In [2]:
%logstop
%logstart -rtq ~/.logs/ml.py append
import seaborn as sns
sns.set()

In [3]:
from static_grader import grader

# ML Miniproject
## Introduction

The objective of this miniproject is to exercise our ability to create effective machine learning models for making predictions. We will be working with nursing home inspection data from the United States, predicting which providers may be fined and for how much.

## Downloading the data

We can download the data set from Amazon S3:

In [4]:
%%bash
mkdir data
wget http://dataincubator-wqu.s3.amazonaws.com/mldata/providers-train.csv -nc -P ./ml-data
wget http://dataincubator-wqu.s3.amazonaws.com/mldata/providers-metadata.csv -nc -P ./ml-data

mkdir: cannot create directory ‘data’: File exists
File ‘./ml-data/providers-train.csv’ already there; not retrieving.

File ‘./ml-data/providers-metadata.csv’ already there; not retrieving.



We'll load the data into a Pandas DataFrame. Several columns will become target labels. Let's pop those columns out from the data, and drop related columns that are neither targets nor reasonable features (i.e. we wouldn't know how many times a facility denied payment before knowing whether it was fined).

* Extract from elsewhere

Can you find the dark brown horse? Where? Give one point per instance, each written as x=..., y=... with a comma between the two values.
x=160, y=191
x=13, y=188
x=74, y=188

The data has many columns. We have also provided a data dictionary.

In [5]:
import numpy as np
import pandas as pd

In [6]:
metadata = pd.read_csv('./ml-data/providers-metadata.csv')
metadata.head()

Unnamed: 0,Variable,Label,Description,Format
0,PROVNUM,Federal Provider Number,Federal Provider Number,6 alphanumeric characters
1,PROVNAME,Provider Name,Provider Name,text
2,ADDRESS,Provider Address,Provider Address,text
3,CITY,Provider City,Provider City,text
4,STATE,Provider State,Provider State,2-character postal abbreviation


In [7]:
data = pd.read_csv('./ml-data/providers-train.csv', encoding='latin1')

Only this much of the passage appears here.